İlk Derece Mahkemesinin yukarıda belirtilen kararına karşı süresi içinde davalı erkek vekili istinaf başvurusunda bulunmuştur.

B. İstinaf Sebepleri

Davalı erkek vekili; hükmün usul ve kanuna aykırı bulunduğunu ileri sürerek, hükmün tamamı yönünden kararın kaldırılmasına karar verilmesini talep etmiştir.

C. Gerekçe ve Sonuç

Bölge Adliye Mahkemesinin yukarıda tarih ve sayısı belirtilen kararı ile, kararın dayandığı delillerle kanuni gerektirici sebeplere ve özellikle delillerin takdirinde bir isabetsizlik görülmemesine göre usul ve kanuna uygun olması gerekçesi ile 6100 sayılı Hukuk Muhakemeleri Kanunu’nun ( 6100 sayılı Kanun) 353 üncü maddesinin birinci fıkrasının (b) bendinin (1) inci alt bendi gereğince istinaf başvurusunun esastan reddine karar verilmiştir.

V. TEMYİZ

A. Temyiz Yoluna Başvuranlar

Bölge Adliye Mahkemesinin yukarıda belirtilen kararına karşı süresi içinde davalı erkek vekili temyiz isteminde bulunmuştur.

B. Temyiz Sebepleri

Davalı erkek vekili, kararın usul ve kanuna aykırı bulunduğunu ileri sürerek, hükmün tamamı yönünden kararın bozulmasına karar verilmesini talep etmiştir.

C. Gerekçe

1. Uyuşmazlık ve Hukuki Nitelendirme

Uyuşmazlık, taraflarca açılan boşanma davasında taraflar arasında ortak hayatı temelinden sarsacak derecede ve birliğin devamında imkan vermeyecek nitelikte davalı erkekten kaynaklanan bir geçimsizlik bulunup bulunmadığı, kadının davasının kabulü şartlarının gerçekleşip gerçekleşmediği, ispat noktasında toplanmaktadır.

2. İlgili Hukuk

4721 sayılı Kanun'un 4 üncü maddesi, 166 ncı maddesinin birinci ve ikinci fıkrası; 6100 sayılı Kanun'un 190 ıncı, 194 üncü, 369 uncu, 370 inci ve 371 inci maddeleri.

3. Değerlendirme

1.Bölge adliye mahkemelerinin nihai kararlarının bozulması 6100 sayılı Kanun'un 371 inci maddesinde yer alan sebeplerden birinin varlığı hâlinde mümkündür.
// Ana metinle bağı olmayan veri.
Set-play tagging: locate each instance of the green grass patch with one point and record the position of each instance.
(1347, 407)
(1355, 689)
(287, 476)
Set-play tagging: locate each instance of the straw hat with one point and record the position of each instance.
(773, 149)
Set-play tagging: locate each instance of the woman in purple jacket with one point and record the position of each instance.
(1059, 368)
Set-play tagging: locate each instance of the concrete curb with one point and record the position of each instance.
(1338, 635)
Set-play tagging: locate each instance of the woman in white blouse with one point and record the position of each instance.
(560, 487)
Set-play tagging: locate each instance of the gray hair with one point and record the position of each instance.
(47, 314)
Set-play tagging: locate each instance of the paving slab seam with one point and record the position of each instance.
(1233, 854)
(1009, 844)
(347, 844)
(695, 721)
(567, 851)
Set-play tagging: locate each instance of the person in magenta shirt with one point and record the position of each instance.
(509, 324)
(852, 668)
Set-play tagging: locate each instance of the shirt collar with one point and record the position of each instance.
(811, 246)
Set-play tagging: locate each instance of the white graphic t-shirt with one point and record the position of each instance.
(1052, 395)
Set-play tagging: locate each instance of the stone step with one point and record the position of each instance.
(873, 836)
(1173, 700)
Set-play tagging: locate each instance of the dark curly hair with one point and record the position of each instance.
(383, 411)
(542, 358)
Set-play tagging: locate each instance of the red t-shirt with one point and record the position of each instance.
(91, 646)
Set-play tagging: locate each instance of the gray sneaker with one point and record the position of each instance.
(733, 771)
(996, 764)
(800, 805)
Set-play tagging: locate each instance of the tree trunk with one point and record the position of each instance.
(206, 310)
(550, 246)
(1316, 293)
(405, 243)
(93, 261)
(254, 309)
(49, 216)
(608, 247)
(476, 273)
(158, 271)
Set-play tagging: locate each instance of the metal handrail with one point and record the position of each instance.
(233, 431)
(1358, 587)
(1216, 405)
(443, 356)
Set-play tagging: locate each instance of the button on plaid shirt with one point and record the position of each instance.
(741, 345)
2.Temyizen ..., tarafların karşılıklı iddia ve savunmalarına, dayandıkları belgelere, uyuşmazlığa uygulanması gereken hukuk kuralları ile hukuki ilişkinin nitelendirilmesine, dava şartlarına, yargılama ve ispat kuralları ile kararda belirtilen gerekçelere göre usul ve kanuna uygun olup davalı vekili tarafından temyiz dilekçesinde ileri sürülen nedenler kararın bozulmasını gerektirecek nitelikte görülmemiştir.

VI. KARAR

Açıklanan sebeplerle;

Temyiz olunan Bölge Adliye Mahkemesi kararının 6100 sayılı Kanun'un 370 inci maddesinin birinci fıkrası uyarınca ONANMASINA,

Aşağıda yazılı temyiz giderinin temyiz edene yükletilmesine,

Dosyanın İlk Derece Mahkemesine, kararın bir örneğinin Bölge Adliye Mahkemesine gönderilmesine,

20.02.2024 tarihinde oy birliğiyle karar verildi.